Legal Question in Consumer Law in California
I made a purchase online, received an invoice, confirmation and my Visa check card was charged. That money is now theirs .....However, I later received an e-mail stating that the price I paid was an error.
They said they could give me a refund or charge me full price plus "10% off for the inconvenience".
What happens now? When I got charged and received the confirmation, wouldn't that be considered a contract of sorts? Both I and the business are in California but they have not shipped the product yet.
Help, please!
2 Answers from Attorneys
Unless the item you purchased has some unique quality or sentimental value to it, you're probably better off taking the refund and shopping elsewhere.

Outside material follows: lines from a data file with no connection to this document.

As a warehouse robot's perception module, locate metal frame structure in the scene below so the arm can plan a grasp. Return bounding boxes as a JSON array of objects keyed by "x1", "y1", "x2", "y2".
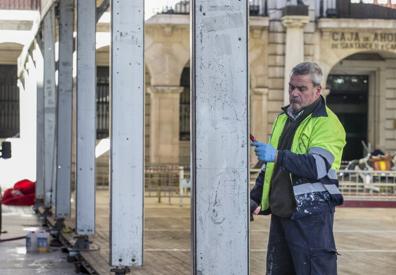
[
  {"x1": 110, "y1": 0, "x2": 144, "y2": 274},
  {"x1": 55, "y1": 0, "x2": 74, "y2": 219},
  {"x1": 42, "y1": 8, "x2": 57, "y2": 209},
  {"x1": 33, "y1": 41, "x2": 45, "y2": 208},
  {"x1": 76, "y1": 0, "x2": 96, "y2": 238},
  {"x1": 191, "y1": 0, "x2": 249, "y2": 275}
]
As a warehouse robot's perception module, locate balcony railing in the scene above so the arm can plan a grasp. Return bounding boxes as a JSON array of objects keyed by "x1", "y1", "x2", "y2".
[
  {"x1": 0, "y1": 0, "x2": 40, "y2": 10},
  {"x1": 161, "y1": 0, "x2": 268, "y2": 16}
]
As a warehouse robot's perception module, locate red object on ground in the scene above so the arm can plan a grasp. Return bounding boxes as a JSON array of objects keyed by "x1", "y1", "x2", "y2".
[{"x1": 1, "y1": 179, "x2": 36, "y2": 206}]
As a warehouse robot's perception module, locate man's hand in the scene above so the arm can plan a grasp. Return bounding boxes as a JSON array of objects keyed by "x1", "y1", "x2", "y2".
[
  {"x1": 252, "y1": 141, "x2": 277, "y2": 162},
  {"x1": 253, "y1": 206, "x2": 261, "y2": 215}
]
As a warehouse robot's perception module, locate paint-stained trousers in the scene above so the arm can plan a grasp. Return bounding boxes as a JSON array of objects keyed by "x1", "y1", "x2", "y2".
[{"x1": 267, "y1": 208, "x2": 337, "y2": 275}]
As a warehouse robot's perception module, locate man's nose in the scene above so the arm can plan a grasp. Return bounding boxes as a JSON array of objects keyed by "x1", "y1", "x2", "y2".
[{"x1": 290, "y1": 87, "x2": 298, "y2": 97}]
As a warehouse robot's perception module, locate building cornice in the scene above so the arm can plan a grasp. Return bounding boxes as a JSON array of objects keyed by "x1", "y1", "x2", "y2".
[{"x1": 318, "y1": 18, "x2": 396, "y2": 30}]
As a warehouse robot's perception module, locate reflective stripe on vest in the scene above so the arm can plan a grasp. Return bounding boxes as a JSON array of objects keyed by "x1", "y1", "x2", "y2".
[{"x1": 293, "y1": 182, "x2": 341, "y2": 196}]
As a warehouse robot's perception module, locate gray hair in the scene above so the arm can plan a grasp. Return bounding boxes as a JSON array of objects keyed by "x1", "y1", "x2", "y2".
[{"x1": 290, "y1": 62, "x2": 323, "y2": 86}]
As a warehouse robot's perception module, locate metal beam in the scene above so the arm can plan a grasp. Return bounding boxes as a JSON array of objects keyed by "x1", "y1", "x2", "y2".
[
  {"x1": 43, "y1": 9, "x2": 56, "y2": 208},
  {"x1": 110, "y1": 0, "x2": 144, "y2": 268},
  {"x1": 76, "y1": 0, "x2": 96, "y2": 235},
  {"x1": 33, "y1": 38, "x2": 45, "y2": 206},
  {"x1": 192, "y1": 0, "x2": 249, "y2": 275},
  {"x1": 55, "y1": 0, "x2": 74, "y2": 219}
]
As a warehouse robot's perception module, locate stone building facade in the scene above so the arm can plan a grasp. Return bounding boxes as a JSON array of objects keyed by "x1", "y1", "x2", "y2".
[{"x1": 135, "y1": 1, "x2": 396, "y2": 165}]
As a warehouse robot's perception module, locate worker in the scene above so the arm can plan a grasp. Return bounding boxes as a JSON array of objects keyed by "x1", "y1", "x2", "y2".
[{"x1": 250, "y1": 62, "x2": 345, "y2": 275}]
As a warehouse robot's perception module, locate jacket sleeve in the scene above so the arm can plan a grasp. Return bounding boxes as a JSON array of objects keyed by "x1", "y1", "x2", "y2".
[{"x1": 250, "y1": 169, "x2": 265, "y2": 209}]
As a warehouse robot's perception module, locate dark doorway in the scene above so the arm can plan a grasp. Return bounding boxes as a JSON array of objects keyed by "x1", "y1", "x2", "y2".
[
  {"x1": 327, "y1": 74, "x2": 369, "y2": 160},
  {"x1": 0, "y1": 65, "x2": 19, "y2": 138},
  {"x1": 96, "y1": 66, "x2": 110, "y2": 139}
]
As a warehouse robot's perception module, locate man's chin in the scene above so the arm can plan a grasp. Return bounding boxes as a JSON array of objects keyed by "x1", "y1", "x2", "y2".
[{"x1": 290, "y1": 103, "x2": 301, "y2": 113}]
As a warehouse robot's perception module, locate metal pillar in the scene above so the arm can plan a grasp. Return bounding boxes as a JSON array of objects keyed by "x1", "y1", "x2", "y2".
[
  {"x1": 192, "y1": 0, "x2": 249, "y2": 275},
  {"x1": 43, "y1": 8, "x2": 56, "y2": 209},
  {"x1": 33, "y1": 41, "x2": 45, "y2": 209},
  {"x1": 110, "y1": 0, "x2": 144, "y2": 273},
  {"x1": 76, "y1": 0, "x2": 96, "y2": 238},
  {"x1": 55, "y1": 0, "x2": 73, "y2": 219}
]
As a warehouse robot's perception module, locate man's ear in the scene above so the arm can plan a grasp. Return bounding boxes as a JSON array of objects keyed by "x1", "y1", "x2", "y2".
[{"x1": 316, "y1": 85, "x2": 322, "y2": 96}]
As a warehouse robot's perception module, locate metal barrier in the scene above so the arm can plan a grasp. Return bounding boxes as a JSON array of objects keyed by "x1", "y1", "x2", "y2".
[
  {"x1": 338, "y1": 170, "x2": 396, "y2": 201},
  {"x1": 144, "y1": 164, "x2": 180, "y2": 203}
]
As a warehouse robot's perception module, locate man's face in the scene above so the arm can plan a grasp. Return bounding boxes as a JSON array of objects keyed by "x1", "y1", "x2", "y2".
[{"x1": 289, "y1": 74, "x2": 321, "y2": 112}]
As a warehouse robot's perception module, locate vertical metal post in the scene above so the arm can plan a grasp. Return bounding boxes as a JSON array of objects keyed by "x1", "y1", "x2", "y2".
[
  {"x1": 192, "y1": 0, "x2": 249, "y2": 275},
  {"x1": 33, "y1": 41, "x2": 45, "y2": 207},
  {"x1": 110, "y1": 0, "x2": 144, "y2": 272},
  {"x1": 76, "y1": 0, "x2": 96, "y2": 235},
  {"x1": 43, "y1": 8, "x2": 56, "y2": 209},
  {"x1": 55, "y1": 0, "x2": 74, "y2": 219}
]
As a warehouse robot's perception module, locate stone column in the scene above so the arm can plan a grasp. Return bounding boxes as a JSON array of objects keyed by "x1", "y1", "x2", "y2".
[
  {"x1": 250, "y1": 88, "x2": 269, "y2": 164},
  {"x1": 147, "y1": 86, "x2": 183, "y2": 163},
  {"x1": 282, "y1": 15, "x2": 309, "y2": 104}
]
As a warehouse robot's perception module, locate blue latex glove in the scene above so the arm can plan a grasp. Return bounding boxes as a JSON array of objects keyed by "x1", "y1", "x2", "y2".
[{"x1": 252, "y1": 141, "x2": 277, "y2": 162}]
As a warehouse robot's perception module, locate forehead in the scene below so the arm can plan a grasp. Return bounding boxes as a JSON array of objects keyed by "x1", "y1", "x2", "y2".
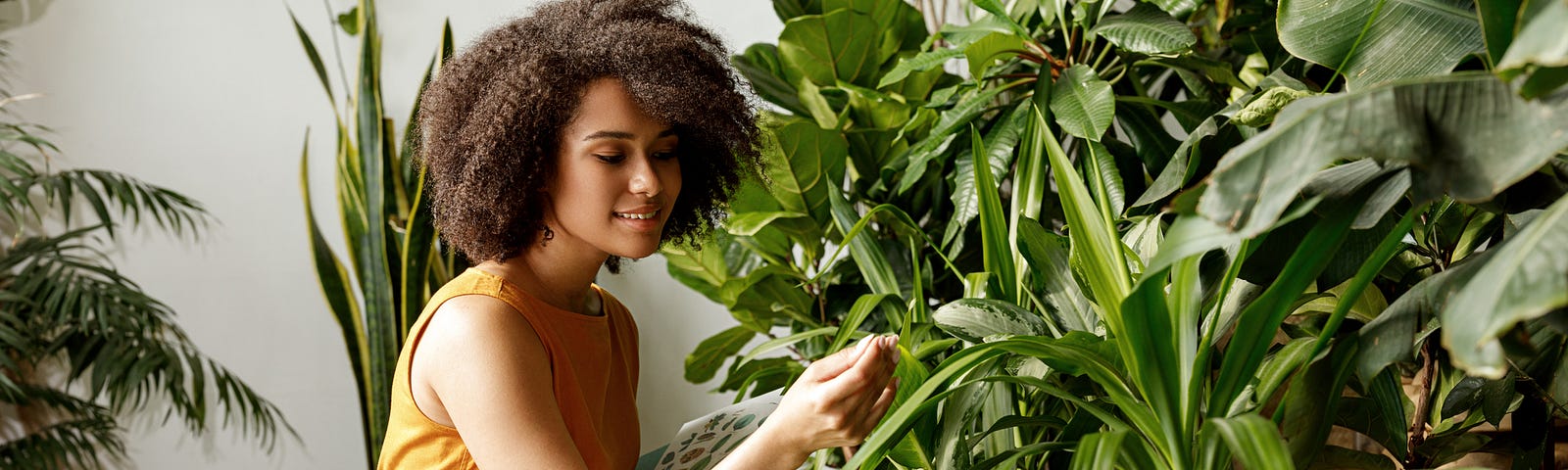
[{"x1": 563, "y1": 78, "x2": 671, "y2": 141}]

You are probably right that you formed a binding contract, certainly when they charged your card. Mr. Stone is also right, however. How much trouble do you really want to go to, in order to get this particular item at an unintended and possibly unfair price? How much would you spend enforcing the contract? Is the item really that valuable AND underpriced? If it was that underpriced, a court might find that you knew or should have known the price was wrong and not let you take advantage of it. That's the Catch-22 of these kinds of cases. It's not worth pursuing unless the price paid and the correct price is really significant, but if the price paid and the correct price are so hugely different then the consumer should have known it was wrong an not be allowed to cheat the seller for an innocent mistake.